/poemnet

Software used in Automated operative phase identification in peroral endoscopic myotomy (doi 10.1007/s00464-020-07833-9)

Primary LanguageRMIT LicenseMIT

Table of Contents

POEMNet

Repository holds software used in Automated operative phase identification in peroral endoscopic myotomy. In particular, it houses the scripts used to generate the statistics and visualizations used in the Results section of the paper. Documentation for the scripts includes heavy commenting within each script, an informative commit message per script, and the below README. If you still have any questions, please contact me.

Requirements

Python

Python >= 3.6 required. The following extra packages will be needed for some of the scripts. Install through your distribution's package manager/PyPI/etc.

  1. docopt (verified to work with version 0.6.2_5)
  2. numpy (verified to work with version 1.19.1)

R

All calculations for the paper were performed with R 3.6. The following packages will also be required (recommend adding with install.packages())

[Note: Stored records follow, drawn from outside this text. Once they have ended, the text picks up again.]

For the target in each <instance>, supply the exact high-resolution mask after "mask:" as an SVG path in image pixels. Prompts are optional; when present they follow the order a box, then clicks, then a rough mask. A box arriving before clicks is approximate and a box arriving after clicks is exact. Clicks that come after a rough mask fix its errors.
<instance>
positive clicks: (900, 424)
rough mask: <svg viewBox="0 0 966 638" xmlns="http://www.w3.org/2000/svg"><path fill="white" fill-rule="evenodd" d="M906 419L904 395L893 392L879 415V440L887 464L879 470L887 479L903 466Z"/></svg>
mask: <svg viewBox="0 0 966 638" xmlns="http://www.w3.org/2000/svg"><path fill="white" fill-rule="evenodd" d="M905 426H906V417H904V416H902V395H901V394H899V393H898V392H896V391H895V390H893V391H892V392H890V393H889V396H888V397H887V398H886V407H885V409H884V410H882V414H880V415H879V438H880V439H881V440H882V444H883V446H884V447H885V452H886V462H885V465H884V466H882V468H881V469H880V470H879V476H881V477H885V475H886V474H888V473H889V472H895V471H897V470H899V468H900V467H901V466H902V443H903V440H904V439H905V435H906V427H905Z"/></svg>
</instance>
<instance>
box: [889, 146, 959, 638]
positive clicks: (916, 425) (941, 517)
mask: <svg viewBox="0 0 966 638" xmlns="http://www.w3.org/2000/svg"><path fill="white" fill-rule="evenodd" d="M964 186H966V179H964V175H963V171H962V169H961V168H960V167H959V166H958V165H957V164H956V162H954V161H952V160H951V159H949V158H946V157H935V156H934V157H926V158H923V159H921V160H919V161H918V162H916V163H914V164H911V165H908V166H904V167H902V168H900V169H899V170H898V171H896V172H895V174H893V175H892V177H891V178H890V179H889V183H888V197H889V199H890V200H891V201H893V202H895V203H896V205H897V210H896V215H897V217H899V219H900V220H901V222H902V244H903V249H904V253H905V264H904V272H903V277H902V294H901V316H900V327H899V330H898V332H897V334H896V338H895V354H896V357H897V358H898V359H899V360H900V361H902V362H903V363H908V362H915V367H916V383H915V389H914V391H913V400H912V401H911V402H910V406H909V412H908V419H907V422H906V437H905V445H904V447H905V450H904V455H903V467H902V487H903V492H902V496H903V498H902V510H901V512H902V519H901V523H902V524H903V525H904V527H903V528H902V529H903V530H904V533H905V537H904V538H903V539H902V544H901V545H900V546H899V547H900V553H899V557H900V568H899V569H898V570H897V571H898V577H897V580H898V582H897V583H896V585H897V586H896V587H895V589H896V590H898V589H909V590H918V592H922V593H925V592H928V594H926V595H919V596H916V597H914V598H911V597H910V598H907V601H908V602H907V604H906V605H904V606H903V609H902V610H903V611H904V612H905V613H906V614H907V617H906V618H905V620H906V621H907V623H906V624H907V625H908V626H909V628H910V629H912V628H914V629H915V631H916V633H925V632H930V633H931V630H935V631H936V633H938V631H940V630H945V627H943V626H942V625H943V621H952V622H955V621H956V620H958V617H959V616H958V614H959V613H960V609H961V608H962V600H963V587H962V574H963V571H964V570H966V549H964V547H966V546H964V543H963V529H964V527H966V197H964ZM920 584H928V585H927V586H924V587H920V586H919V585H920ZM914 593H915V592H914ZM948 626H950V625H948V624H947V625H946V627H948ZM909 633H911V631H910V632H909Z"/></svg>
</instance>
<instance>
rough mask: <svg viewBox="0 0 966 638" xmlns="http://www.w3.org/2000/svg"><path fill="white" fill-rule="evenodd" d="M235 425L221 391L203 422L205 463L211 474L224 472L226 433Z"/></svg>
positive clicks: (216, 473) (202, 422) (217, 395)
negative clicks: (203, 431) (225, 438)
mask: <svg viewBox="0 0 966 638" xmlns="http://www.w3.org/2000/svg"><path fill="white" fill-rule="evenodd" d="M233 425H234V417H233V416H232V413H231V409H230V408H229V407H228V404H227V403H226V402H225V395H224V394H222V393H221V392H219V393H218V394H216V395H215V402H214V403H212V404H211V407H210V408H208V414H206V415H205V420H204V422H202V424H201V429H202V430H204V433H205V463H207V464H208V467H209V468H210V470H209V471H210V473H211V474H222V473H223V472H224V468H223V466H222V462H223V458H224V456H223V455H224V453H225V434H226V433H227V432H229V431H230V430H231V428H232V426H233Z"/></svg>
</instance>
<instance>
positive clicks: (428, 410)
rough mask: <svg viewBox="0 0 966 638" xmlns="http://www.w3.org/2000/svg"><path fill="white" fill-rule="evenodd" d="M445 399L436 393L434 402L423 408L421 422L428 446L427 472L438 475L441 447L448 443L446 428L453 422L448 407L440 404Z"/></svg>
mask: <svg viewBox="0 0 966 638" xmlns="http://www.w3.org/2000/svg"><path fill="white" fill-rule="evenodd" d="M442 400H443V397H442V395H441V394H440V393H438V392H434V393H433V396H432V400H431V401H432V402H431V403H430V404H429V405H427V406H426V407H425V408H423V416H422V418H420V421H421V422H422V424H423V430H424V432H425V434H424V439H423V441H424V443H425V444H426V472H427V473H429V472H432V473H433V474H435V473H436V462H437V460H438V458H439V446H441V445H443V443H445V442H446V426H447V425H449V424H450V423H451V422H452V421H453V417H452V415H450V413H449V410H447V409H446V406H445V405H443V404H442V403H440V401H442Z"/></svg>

  1. tidyverse (verified to work with version 1.3.0)
  2. irr (verified to work with version 0.84.1)
  3. caret (verified to work with version 6.0-86)
  4. docopt (verified to work with version 0.6.1)
  5. e1071 (missed dependency in the caret package)

Other

The video_lengths.py script will require ffprobe which is typically packaged with ffmpeg.

Video statistics

The following sections address how to calculate the results shared in the Results subsection Video information of the paper.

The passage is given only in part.